I found Dr. Shubiner's program on his current Indigogo Campaign and I was going to beg my neurologist to pay for the highest level of benefit and have the Dr. come and speak to their medical group, and beg them to give me the other benefits as I have been out of work now since December and have no desire to do anything. I was living off my savings and will be out of money in about a month and not sure what I will do. I felt like this was the answer to the 28 years of hell that I have been living, but then again, wondering if my doctor would even be open to this, so then my hopes were dashed again.
My pains have been increasing over the years to new and added diagnosis', to now where I can't work and have no desire to leave the house or barely take care of my basic needs. The last several years I have lost the majority of my family and now am left alone and have no support left. My story is probably the same as a lot of people in chronic pain with so many heartbreaks and setbacks.
I have not gone a day without thinking about ending my life multiple times a day because I couldn't stand the pain and I literally had no reason to live. For the past several years I have been literally searching for something that I enjoyed or wanted to do in my life and to this date, I have found nothing.

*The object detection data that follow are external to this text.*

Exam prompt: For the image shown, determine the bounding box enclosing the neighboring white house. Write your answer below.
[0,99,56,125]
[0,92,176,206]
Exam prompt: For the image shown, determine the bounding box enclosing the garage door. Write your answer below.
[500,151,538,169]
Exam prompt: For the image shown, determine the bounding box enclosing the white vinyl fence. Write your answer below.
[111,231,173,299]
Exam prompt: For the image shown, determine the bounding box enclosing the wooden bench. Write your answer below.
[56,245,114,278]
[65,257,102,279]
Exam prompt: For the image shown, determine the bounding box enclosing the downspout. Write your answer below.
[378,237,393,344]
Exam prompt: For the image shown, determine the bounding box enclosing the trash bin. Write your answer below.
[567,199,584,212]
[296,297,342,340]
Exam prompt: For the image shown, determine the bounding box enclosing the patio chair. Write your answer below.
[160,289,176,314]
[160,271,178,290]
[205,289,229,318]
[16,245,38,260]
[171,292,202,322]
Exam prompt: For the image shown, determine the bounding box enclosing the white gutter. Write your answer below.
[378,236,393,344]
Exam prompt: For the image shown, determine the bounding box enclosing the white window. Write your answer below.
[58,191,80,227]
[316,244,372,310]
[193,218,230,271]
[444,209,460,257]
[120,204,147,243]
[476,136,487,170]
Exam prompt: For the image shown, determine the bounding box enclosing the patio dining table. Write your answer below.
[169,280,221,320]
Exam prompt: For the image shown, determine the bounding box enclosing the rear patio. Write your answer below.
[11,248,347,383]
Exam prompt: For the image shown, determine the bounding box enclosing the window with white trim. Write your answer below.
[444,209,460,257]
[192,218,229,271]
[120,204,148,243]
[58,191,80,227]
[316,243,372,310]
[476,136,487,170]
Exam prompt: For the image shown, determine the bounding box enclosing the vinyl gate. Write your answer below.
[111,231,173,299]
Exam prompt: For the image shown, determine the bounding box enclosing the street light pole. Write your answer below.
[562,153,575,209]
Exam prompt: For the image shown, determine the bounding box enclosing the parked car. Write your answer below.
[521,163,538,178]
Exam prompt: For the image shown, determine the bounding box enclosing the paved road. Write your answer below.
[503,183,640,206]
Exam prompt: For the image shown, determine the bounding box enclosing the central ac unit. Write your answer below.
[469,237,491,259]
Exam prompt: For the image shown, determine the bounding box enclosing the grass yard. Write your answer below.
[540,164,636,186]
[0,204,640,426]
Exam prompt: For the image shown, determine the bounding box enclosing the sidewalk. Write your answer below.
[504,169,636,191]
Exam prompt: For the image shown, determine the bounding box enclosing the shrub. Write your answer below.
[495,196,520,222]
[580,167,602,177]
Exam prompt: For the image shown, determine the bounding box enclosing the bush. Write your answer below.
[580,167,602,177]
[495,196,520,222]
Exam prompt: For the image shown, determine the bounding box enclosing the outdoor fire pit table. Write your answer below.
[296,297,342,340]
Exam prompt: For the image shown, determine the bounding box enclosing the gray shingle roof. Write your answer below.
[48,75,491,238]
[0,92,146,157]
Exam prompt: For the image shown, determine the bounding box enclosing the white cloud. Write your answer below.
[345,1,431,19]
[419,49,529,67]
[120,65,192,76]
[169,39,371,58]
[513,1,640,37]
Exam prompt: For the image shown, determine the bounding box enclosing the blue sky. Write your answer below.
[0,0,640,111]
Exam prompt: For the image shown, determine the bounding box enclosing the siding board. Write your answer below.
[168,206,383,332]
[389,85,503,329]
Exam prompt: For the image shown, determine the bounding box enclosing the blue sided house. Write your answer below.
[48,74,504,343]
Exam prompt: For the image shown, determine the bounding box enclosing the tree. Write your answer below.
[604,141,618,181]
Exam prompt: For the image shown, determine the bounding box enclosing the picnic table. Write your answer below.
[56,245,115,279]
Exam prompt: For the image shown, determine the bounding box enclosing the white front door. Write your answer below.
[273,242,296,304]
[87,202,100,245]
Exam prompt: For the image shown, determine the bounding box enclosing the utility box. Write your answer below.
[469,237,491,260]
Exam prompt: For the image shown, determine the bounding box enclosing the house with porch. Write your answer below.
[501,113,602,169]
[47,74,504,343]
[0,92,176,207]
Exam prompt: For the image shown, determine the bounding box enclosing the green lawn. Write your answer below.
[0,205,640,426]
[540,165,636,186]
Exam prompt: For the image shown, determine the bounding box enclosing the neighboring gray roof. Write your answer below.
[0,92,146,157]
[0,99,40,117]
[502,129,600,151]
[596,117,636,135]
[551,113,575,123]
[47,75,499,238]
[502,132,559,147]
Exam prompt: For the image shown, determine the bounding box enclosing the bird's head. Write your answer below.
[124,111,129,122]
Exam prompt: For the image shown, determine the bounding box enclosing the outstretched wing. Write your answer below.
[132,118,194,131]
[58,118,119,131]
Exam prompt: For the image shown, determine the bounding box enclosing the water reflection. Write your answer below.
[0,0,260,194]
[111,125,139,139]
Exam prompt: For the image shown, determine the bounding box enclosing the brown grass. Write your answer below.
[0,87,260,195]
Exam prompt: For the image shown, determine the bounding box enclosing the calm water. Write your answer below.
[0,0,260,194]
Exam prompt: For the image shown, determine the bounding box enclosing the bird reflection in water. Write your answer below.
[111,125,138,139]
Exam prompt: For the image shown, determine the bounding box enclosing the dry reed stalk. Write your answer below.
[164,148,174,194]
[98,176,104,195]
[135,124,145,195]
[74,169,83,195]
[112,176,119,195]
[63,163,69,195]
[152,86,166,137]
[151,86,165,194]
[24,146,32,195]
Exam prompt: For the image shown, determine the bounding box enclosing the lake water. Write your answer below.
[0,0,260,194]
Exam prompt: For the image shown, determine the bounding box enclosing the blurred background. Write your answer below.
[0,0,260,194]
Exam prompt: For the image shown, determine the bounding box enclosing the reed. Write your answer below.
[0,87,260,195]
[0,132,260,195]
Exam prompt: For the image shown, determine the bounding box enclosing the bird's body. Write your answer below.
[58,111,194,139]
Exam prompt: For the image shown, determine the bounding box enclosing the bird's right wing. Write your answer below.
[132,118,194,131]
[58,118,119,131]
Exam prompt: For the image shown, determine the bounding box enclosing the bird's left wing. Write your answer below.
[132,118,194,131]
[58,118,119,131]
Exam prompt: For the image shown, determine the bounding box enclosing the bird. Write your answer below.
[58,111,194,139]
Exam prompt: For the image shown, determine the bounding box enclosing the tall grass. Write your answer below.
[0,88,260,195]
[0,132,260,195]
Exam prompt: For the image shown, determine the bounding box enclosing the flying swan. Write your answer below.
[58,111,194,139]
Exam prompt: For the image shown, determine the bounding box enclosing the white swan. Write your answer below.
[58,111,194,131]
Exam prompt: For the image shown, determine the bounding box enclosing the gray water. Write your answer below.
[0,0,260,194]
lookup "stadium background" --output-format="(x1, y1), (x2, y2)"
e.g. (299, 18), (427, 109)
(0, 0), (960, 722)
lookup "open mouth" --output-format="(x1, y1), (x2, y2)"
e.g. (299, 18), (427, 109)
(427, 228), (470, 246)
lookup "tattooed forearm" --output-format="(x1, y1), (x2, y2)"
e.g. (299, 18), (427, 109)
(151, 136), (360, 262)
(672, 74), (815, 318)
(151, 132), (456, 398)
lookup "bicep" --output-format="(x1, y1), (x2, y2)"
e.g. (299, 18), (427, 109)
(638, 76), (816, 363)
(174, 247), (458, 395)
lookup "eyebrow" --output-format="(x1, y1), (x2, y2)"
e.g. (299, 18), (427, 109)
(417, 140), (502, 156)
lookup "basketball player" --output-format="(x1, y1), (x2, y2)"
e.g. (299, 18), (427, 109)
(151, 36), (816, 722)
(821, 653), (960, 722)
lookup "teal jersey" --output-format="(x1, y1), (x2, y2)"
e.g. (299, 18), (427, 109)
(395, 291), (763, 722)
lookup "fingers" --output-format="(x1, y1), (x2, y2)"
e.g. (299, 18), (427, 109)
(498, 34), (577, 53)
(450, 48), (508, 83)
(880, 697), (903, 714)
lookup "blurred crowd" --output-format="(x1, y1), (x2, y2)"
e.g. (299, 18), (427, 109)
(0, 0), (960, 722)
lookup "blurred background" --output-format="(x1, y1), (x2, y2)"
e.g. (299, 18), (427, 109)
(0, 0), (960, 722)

What is the point of anything, the pain is not worth the trouble of anything and I have no one to care?
At times I try affirmations and positive attitude, etc. but then something happens to pull me further back down. This, along with many other "real" things has taught me that I am a bad person, not worthy of being healthy, pain-free, happy, or even loved. I have made many self-realizations through the years about myself with the final one being that I will never be "enough". How can one live with this knowledge of never being enough for yourself and others? I have so many regrets and so much guilt that I can't let go. I don't know how to let go of any of it.
Finally, to the point, am I really going to be capable of benefiting from this program???